Well, there's still that SHRINKER.VXD thing under 95/98. If that VXD does not check for specific Microsoft code, then there could be success in emulating it and adding to Wine's "VXD toolbox". Of course, if that VXD contains the "copyright unprotection" code, then emulating it would also be a violation of the DMCA. But I'm up for a little civil disobediance :) OTOH, although IANAL, the interoperability clause of the DMCA (section 103f) could be an out.

--Rob

Hi Dan,

"Windows NT/2000 Native API Reference" by Gary Nebbett http://www.amazon.com/exec/obidos/ASIN/1578701996/ according to my friend who wrote one of the competitors to Shrinker.

I don't know... I looked at its index on amazon.com, and it had no reference to LdrAccessResource. So I suspect this book gives no information about the undocumented aspects of Windows, and probably regurgitates (like so many other API books) the online documentation.

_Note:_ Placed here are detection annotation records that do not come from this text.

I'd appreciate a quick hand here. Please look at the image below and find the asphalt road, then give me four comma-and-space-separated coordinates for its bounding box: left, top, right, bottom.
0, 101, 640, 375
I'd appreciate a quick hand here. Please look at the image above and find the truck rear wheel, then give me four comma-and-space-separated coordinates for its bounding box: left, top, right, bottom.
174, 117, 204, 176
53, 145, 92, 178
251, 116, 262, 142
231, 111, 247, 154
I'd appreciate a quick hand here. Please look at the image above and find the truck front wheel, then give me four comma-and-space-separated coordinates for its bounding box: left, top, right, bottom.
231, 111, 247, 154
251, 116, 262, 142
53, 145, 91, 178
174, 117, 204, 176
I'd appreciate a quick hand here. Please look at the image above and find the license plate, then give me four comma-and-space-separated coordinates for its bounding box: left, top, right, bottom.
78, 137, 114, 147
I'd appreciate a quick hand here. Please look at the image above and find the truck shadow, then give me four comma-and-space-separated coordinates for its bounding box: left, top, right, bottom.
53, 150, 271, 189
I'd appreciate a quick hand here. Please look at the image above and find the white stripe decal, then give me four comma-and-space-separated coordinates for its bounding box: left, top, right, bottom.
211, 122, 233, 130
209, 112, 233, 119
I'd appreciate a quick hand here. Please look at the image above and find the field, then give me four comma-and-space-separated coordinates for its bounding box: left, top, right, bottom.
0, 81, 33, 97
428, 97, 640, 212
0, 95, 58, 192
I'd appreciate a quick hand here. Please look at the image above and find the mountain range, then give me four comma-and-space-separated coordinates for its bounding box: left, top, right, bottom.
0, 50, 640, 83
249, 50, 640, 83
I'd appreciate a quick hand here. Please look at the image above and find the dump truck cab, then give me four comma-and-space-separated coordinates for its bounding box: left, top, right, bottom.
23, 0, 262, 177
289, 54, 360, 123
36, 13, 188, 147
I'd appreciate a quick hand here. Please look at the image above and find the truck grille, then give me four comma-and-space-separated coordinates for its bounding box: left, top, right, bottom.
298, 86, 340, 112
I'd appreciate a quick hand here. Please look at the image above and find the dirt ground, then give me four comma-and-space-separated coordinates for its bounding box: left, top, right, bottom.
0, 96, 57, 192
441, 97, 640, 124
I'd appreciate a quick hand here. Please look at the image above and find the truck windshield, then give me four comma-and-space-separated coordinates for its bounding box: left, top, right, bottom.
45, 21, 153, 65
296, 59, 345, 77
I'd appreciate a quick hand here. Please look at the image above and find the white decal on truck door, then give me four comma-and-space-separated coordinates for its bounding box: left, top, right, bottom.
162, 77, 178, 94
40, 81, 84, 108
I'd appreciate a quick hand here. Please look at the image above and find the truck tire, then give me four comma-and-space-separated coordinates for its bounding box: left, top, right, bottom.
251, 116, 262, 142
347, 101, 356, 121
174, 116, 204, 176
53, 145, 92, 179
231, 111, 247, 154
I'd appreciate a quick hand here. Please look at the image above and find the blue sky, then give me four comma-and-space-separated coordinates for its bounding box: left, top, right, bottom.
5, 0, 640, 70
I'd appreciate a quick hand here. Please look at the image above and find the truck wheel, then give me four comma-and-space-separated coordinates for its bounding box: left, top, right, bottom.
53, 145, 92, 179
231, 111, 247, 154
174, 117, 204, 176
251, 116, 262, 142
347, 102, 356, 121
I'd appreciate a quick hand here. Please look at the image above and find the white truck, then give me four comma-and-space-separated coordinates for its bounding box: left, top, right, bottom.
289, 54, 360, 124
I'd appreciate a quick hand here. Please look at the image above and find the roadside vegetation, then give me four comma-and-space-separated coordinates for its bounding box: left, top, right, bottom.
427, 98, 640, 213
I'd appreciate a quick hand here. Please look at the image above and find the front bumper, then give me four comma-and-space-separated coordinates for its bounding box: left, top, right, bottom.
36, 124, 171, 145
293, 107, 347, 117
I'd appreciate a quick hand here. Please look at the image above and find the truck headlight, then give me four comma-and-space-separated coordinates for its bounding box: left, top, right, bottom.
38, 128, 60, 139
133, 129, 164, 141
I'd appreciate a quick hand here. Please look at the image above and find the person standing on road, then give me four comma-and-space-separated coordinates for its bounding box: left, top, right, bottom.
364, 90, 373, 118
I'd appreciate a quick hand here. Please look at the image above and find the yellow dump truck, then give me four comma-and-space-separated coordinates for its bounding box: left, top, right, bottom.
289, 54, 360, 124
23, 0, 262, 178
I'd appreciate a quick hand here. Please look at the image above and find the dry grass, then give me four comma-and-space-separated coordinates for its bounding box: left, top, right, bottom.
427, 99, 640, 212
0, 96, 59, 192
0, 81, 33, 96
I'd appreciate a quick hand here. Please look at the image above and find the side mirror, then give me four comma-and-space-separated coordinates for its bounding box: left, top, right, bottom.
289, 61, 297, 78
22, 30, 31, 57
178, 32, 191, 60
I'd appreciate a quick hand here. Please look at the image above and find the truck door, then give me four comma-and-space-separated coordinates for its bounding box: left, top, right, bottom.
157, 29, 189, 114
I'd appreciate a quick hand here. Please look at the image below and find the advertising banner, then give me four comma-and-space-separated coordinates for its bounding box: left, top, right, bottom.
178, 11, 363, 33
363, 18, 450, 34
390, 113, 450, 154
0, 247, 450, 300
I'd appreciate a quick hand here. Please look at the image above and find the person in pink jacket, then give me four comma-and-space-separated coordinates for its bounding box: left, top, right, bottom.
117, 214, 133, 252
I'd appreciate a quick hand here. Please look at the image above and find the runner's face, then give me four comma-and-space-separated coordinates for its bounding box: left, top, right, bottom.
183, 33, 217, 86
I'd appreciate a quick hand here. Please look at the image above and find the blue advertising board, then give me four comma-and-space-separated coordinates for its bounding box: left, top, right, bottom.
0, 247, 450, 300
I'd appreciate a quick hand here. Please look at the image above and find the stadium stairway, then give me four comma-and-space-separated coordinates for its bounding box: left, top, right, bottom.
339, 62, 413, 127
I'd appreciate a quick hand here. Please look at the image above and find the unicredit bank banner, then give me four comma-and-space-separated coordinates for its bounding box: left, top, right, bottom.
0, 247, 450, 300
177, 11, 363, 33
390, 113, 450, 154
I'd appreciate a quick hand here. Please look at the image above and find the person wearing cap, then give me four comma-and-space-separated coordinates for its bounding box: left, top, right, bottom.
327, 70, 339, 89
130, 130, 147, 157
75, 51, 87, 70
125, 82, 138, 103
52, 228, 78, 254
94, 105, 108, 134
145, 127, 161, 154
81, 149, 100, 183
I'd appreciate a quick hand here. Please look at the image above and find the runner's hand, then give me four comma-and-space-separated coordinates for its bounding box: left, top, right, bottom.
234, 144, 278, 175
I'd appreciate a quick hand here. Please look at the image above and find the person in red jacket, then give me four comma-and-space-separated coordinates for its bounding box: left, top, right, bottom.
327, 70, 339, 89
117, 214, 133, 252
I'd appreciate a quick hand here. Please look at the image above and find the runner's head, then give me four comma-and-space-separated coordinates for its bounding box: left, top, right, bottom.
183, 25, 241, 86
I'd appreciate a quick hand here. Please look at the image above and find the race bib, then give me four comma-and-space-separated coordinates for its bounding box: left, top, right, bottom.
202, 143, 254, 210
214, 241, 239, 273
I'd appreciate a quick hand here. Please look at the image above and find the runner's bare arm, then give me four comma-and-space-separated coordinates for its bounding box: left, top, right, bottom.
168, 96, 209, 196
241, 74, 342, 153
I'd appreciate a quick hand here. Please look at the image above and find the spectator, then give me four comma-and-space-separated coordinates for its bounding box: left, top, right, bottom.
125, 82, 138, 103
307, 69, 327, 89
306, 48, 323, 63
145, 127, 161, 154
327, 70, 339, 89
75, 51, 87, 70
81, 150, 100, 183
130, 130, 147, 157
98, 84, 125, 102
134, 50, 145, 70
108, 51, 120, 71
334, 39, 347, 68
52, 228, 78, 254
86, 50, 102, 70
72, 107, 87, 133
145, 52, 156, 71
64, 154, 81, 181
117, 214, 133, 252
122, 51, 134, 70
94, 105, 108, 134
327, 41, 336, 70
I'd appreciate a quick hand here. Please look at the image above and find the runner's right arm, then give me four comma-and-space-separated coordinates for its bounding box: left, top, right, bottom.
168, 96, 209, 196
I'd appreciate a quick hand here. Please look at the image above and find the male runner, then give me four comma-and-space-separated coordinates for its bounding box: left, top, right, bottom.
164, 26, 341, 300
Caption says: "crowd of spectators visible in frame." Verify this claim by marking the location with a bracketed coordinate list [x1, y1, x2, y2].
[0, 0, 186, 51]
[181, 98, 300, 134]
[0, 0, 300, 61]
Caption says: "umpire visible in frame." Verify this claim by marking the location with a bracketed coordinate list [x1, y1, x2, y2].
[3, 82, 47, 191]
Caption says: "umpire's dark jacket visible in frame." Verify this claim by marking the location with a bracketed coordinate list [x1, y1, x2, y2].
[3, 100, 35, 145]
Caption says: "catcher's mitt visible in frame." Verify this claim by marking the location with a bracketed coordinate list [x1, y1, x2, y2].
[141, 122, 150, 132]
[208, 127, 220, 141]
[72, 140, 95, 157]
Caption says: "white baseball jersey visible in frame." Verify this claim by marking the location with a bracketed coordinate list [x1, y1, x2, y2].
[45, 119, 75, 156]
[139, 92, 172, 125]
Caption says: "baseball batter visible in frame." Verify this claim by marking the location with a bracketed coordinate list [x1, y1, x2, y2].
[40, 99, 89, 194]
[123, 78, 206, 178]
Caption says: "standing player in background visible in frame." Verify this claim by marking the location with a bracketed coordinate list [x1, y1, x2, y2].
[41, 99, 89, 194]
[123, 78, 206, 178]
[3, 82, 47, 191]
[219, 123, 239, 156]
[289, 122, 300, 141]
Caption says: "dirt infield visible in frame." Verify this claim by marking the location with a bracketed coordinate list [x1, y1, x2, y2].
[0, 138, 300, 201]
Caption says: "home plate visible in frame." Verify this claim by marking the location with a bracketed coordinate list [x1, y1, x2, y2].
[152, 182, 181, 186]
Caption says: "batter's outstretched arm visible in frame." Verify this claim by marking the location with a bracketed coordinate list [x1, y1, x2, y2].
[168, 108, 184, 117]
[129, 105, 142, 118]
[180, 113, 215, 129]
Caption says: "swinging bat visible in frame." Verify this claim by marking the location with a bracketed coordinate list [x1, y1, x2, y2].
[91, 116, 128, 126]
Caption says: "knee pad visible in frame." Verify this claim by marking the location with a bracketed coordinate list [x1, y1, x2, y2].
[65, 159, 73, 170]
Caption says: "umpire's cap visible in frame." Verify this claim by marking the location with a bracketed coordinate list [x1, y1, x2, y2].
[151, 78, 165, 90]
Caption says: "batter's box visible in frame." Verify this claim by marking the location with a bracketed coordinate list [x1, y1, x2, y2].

There's also a book called "Undocumented Windows NT". That would probably be the best hope of understanding LdrAccessResource, but without being able to flip through it, I don't know if they cover it.

--Rob

On Wed, Jan 02, 2002 at 03:28:22PM -0500, Robert Baruch wrote:

Hi Dan,

...

"Windows NT/2000 Native API Reference" by Gary Nebbett http://www.amazon.com/exec/obidos/ASIN/1578701996/ according to my friend who wrote one of the competitors to Shrinker.

I don't know... I looked at its index on amazon.com, and it had no reference to LdrAccessResource. So I suspect this book gives no information about the undocumented aspects of Windows, and probably regurgitates (like so many other API books) the online documentation.

There's also a book called "Undocumented Windows NT". That would probably be the best hope of understanding LdrAccessResource, but without being able to flip through it, I don't know if they cover it.

Actually I just ordered both books (and also "Inside COM+ Base Services"), so I'll have it in case anyone needs info. But it'll take some 4 to 8 weeks (ground shipping).

And about Windows NT/2000 Native API Reference: AFAIK it is said to be very good and to contain lots of undocumented API things. www.google.com ""Windows NT/2000 Native API Reference" review" should help a lot :-)

At least I know that review(s) are good, otherwise I wouldn't have bought it.